My first Living Succulent wreath - How to make your own (DIY)

Here is a little video I created of my fist attempt at a living succulent wreath.

Now Kaye is the one who puts her artistic skills to work here at Fickle Prickles to create all the wonderful living wreaths that we sell online and at the festivals we attend. So the other day when I was sitting in front of the computer, writing up instructions for our succulent wreath kits, I thought to myself  'I need to get a true idea of how this is done... I should make my own!'

I was a little bit hesitant filming the process, as I was so sure it was going to turn out a big gobbelty-goopy mess. However, with Kaye pointing me in the direction of what plants and cuttings to use, I'm quite happy with how it turned out!

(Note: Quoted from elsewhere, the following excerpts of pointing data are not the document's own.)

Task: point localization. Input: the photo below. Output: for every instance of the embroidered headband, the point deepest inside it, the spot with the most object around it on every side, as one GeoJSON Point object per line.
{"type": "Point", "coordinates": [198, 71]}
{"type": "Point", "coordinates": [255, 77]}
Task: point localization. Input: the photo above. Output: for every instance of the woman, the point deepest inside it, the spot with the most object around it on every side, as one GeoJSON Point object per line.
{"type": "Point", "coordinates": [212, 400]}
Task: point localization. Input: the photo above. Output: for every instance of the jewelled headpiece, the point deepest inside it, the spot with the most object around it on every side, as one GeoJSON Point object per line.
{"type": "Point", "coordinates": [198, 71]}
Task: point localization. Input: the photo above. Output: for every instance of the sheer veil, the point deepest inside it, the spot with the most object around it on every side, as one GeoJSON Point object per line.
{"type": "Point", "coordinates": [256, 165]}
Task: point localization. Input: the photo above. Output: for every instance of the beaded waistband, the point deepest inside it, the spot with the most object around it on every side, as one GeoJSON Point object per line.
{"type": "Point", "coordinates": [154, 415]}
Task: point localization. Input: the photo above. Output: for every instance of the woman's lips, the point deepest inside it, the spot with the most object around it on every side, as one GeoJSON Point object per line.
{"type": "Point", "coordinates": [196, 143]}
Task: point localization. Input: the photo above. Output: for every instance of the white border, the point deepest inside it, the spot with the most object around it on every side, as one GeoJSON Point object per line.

I hope this shows just how easy it is to put one together. The wonderful thing about using fishing line is that it's invisible - so you can use quite a lot of it without ruining the aesthetics of the whole thing.

The wreath in the video was created with a small frame - about 20cm in diameter - But we do sell larger frames in our store. Larger ones will need more succulents to fill it out (obviously). This small one took 6 succulents in 50mm pots (3 rosette types and 3 fillers), and then we used a handful of cuttings to fill the wreath out. 

The succulent species I used in the wreath are:

Echeveria 'Domingo'
Sempervivum 'Weirdo'
Echeveria 'Dondo'
Sedum acre aureum
Crassula marginalis var. minuta variegata
Sedum 'Gold Mound'
Crassula species
Crassula ovata var. undulata
Aeonium haworthii
Sedeveria 'Starburst'  and
Something purple (possibly a sedeveria)

Two weeks on and the cuttings haven't quite established enough for me to hang it up vertically yet. A couple more weeks should do it. 

As it has been quite warm lately, I have been watering it once a day, thoroughly with a hose. I would advise against simply misting it, as the moss dries out rather quickly. Dry moss doesn't look as appealing in my opinion, and the added moisture retained in the moss from watering it with a hose will help the succulents grow and thrive for several months to come. No need to worry about the succulents rotting, as the moss doesn't stay sopping wet for very long.

Creating a wreath in this way means that it wont just be a temporary display, but something that can live and thrive for several months to come. Other maintenance tips I can suggest would include not leaving the wreath out in the full sun, applying a seaweed solution to give the plants a kick start, and pruning often to keep nice and compact.

I think instead of hanging this wreath vertically, I am going to buy a red plate to rest it on, and put a large white or gold candle in the middle and place it on our family's Christmas table.